Republicans in the Senate approve a bill that would require schools to promote abstinence in sex education classes as the best way to prevent pregnancy and sexually transmitted diseases. Democrats call the measure irresponsible. The bill essentially repeals the so-called “Healthy Youth Act” signed into law last year when Democrats had the majority in the legislature. That legislation mandates “age-appropriate comprehensive sex education.”
Senator Jon Erpenbach (D-Waunakee) opposes the Republican changes. “This is such a 19th Century mentality piece of legislation. We should be walking around in the Victorian Age with legislation like this. It’s embarrassing.” He says kids know a lot more than most adults these days. Fred Risser (D-Madison) calls the bill “extremely shortsighted.” He describes it as “stick-your-end-in-the-sand” legislation.
State Senator Mary Lazich (R-New Berlin) says her bill gives schools more leeway; it allows school districts, with an advisory committee, to design their own curriculum. Lazich says it is “small government at its best,” saying “This is about local control. This bill does not prohibit any teaching at all as it relates to human growth and development or comprehensive sex ed or abstinence sex ed.”

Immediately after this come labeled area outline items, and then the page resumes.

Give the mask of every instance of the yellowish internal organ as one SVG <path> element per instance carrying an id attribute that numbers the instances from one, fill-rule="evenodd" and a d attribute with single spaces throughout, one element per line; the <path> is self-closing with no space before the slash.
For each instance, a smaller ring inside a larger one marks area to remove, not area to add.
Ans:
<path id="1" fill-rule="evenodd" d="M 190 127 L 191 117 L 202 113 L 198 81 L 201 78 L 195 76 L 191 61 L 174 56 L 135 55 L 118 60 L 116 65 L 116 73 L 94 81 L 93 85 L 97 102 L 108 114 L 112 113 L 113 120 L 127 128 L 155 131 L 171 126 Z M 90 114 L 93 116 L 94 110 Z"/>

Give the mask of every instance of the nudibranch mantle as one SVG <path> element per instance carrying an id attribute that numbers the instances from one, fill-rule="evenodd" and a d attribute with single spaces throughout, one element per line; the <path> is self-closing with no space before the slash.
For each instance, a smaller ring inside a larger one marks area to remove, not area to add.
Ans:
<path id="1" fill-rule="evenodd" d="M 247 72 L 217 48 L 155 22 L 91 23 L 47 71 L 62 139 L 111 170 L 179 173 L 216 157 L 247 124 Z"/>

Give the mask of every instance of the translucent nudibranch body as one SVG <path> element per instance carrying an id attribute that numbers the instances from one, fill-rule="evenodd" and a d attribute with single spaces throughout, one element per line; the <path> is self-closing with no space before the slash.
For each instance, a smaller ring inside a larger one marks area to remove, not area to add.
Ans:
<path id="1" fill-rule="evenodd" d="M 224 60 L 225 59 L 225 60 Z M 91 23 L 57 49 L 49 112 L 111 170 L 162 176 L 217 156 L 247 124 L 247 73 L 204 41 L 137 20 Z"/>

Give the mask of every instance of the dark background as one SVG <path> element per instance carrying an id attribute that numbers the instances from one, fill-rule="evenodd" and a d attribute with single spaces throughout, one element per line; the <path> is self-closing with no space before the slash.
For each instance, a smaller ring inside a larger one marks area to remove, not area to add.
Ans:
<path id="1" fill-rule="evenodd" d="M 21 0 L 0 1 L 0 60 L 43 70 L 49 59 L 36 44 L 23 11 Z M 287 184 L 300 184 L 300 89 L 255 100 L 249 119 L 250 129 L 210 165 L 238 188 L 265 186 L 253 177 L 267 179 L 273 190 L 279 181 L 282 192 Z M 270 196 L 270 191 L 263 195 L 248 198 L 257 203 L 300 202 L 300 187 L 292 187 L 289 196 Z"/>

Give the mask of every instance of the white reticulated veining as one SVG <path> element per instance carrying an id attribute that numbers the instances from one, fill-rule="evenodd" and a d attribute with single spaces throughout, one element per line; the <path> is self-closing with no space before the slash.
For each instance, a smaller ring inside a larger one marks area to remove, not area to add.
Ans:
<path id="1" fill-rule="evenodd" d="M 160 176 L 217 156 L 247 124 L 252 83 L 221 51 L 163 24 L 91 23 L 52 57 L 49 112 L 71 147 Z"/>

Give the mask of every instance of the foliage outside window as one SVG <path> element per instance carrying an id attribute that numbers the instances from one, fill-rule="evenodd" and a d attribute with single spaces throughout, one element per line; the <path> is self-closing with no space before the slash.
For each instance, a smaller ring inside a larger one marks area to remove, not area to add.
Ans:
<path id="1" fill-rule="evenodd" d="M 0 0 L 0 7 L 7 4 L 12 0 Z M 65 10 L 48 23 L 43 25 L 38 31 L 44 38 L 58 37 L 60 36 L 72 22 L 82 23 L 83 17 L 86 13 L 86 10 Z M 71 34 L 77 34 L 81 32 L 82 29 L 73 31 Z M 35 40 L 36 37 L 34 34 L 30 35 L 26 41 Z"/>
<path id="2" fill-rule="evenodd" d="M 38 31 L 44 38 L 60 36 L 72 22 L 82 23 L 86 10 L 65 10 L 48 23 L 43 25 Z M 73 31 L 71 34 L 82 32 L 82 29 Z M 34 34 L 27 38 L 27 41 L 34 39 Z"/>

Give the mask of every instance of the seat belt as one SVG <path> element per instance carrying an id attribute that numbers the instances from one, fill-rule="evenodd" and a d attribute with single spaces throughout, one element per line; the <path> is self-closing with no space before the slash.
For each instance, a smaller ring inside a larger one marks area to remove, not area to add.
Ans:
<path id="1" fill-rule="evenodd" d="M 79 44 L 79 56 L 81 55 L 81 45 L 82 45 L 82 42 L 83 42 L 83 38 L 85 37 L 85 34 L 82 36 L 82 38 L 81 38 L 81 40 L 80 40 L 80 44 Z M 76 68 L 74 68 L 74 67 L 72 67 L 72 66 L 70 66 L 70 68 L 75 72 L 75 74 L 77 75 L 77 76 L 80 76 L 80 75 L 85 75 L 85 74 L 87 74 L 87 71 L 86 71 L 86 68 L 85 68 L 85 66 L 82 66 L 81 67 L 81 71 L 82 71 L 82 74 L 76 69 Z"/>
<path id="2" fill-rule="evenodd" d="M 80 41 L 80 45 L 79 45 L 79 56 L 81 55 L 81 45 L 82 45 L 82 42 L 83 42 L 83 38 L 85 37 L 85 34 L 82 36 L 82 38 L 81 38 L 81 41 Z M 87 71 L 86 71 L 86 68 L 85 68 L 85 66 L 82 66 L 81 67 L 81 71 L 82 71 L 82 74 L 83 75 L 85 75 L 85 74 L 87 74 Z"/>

Lazich’s bill eliminates a state mandate on specifics, and allows districts to decide for themselves. Kathleen Vinehout (D-Alma) doesn’t like that inconsistency. “This bill is gonna move us in a direction of teaching children one thing in one part of the state and another thing in another part of the state.”
Senator Chris Larson (D-Milwaukee) says the question is whether kids will learn about sex from school or from “a Google search” or “a Kim Kardashian reality TV show.”
The bill promotes the benefits of marriage and emphasizes abstinence to prevent pregnancy and disease. It passed 17-15 along party lines and now goes to the Assembly.